Retail Sales Jan 2024: Balancing Act Continues
Retail sales weigh in with some balancing variables to the downside in a calming effect on inflation jitters.
In the Yin and Yang of up and down news for econ releases, Yin decided to show up in retail sales for this month with a material miss to the downside for retail sales MoM with negative numbers across multiple cuts of the retail sales data.
The -0.8% was materially below the consensus for -0.3% while ex-Autos and Core were also underwhelming and negative and much worse sequentially.
With initial claims today still showing a low 200K handle (212K), the leading indicators for payroll numbers are a long way from trouble, but the market is looking for signs that the consumer is getting defensive or realizing they need to start paying down their credit cards.
Industrial production and capacity utilization also weighed in today with soft numbers as we cover in a separate commentary, but the main takeaway is evident.
Under the dilemma of “one man’s Yin is another man’s Yang,” we see the 10Y UST slightly lower (almost -3 bps as we go to print) but the weak retail numbers were not enough to offset the lingering effects of job adds and CPI. We suspect that a more robust retail sales number would have hurt UST materially more than this one helped with sensitivity high around inflation.
If you believe a job and wage growth are two important ingredients in the propensity to consume, then the consumer has had a reason to stay in the game with PCE being the main anchor to the soft landing and no landing story lines. Then there is the reality of consumer balance sheets and what the credit card bill might be telling the consumer each month in a world of elevated rates. Consumer credit quality is weakening, and that has to flow into behavior patterns at some point.
The large and important nonstore retailers bucket was soft sequentially, but the YoY numbers cannot be ignored. Restaurants and bars stayed busy while a few of the middle-tier categories in the chart, with weightings from 10% down, were generally static or slightly negative.

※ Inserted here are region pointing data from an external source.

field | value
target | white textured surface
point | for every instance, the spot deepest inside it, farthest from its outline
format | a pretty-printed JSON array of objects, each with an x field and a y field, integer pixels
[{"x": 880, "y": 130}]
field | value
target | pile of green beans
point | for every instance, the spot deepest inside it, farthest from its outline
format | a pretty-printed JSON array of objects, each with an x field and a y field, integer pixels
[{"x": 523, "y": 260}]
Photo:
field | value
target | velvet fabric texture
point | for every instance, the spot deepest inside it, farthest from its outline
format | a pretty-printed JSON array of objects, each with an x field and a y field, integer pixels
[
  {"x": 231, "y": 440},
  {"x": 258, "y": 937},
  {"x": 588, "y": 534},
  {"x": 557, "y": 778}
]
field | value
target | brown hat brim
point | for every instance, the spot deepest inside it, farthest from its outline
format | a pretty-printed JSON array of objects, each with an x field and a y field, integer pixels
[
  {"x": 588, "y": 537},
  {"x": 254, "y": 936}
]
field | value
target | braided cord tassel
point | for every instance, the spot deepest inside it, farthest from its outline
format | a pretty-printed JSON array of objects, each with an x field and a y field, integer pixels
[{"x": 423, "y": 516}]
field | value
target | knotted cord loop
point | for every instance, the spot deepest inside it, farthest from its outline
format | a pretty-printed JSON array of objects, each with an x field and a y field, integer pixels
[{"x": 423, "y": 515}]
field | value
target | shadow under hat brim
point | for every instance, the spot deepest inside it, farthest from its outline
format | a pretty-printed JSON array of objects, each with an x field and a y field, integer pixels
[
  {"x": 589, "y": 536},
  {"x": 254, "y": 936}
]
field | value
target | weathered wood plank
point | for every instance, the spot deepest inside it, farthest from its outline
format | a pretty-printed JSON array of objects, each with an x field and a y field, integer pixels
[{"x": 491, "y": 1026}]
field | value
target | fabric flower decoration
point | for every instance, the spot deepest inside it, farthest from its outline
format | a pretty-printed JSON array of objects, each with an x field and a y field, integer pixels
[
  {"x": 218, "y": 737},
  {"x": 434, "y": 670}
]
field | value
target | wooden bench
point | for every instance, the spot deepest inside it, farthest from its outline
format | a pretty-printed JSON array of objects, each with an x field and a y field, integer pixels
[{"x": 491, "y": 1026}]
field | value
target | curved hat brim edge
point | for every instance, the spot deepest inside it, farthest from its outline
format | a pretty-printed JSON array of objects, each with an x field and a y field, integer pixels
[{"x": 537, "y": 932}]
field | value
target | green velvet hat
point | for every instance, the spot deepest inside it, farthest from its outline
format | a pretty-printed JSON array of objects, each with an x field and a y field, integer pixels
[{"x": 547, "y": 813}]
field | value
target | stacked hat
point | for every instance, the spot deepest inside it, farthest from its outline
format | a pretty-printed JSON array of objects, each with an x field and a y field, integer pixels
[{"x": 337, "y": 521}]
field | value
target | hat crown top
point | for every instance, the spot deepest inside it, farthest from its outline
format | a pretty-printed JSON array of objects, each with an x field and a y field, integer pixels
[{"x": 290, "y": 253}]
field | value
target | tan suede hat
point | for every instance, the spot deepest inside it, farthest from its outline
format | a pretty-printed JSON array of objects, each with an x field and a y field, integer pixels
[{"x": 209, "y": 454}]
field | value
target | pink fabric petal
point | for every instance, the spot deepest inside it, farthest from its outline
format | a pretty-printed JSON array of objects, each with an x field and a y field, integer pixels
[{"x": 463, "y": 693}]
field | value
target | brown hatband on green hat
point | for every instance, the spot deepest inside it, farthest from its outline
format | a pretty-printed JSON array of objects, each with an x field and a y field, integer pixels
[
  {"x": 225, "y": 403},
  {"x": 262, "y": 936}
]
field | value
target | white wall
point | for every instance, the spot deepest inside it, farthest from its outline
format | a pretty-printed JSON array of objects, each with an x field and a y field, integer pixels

That was basically the case last month but with Dec 2023 a bit firmer in that mix for General Merchandise and Clothing.
To date, the monthly consumption numbers have remained solid (see PCE Release Dec 2023: Consumption Strong, Inflation Favorable 1-26-24). We saw the UST curve rattled as recently as Sept 2023 by the retail sales release. Among recent “anxiety catalysts” for inflation and UST bulls were jobs (see Payroll Jan 2024: Big Swing 2-2-24) and CPI (see Jan 2024 CPI: The Big 5, Add-Ons, and Favorite “CPI-ex” Indexes 2-13-24).
The retail sales number added a reason to avoid getting too panicky despite cuts being off the table for the next two (or more?) FOMC meetings, after a constructive 1Q24 earnings season, a big jobs surprise to the upside, and ongoing signs of sticky services inflation. The current FOMC gang does not want to get dropped into the hall of shame/house of pain with Arthur Burns in a grim 1970s flashback (see Fed Funds vs. PCE Inflation: Peaks and Valleys Across Time 2-7-24). The embraced conviction in the market is that once they start cutting, the Fed cannot accept the risk of a backtrack.
A return of optimism around near-term fed funds cuts will take more than retail sales and soft industrial production (and capacity utilization). Perhaps PPI will help the UST bulls again tomorrow, but a constructive earnings season provides more important sea level support to the economic handicapping that cannot be ignored.
We tend to favor payroll and corporate earnings and guidance color more than retail sales. PCE and Income and Outlays at month end (next release on leap year Feb 29) are always high on the priority list, and FOMC minutes next week after the holiday will hold some clues on what is going on “in the room where it happens.”
The above chart gives some timeline perspective to what the -0.8% means when looking back across the hot markets of 2021 and the tightening cycle pain of 2022 that led to so many bearish calls on cyclical life expectancy. Late 2022 and early 2023 shared some similarities with this month’s numbers. We saw an unusual swing higher last year in Jan 2023.
The above chart updates the ex-autos and gasoline time series. The negative number from Yin still leaves Yang in the lead with a positive consumer story line until more releases prove otherwise or jobs actually start to go down. The low initial claims are still wildly below what is needed to rattle payroll counts (see Employment: What 200K Handles on Initial Claims Means (Not Much) 12-16-23). Sentiment indicators are also still waiting for more signals (see Consumer Sentiment: Multiple Personalities 1-19-24). We will get some more hints on that front tomorrow and at the start of March.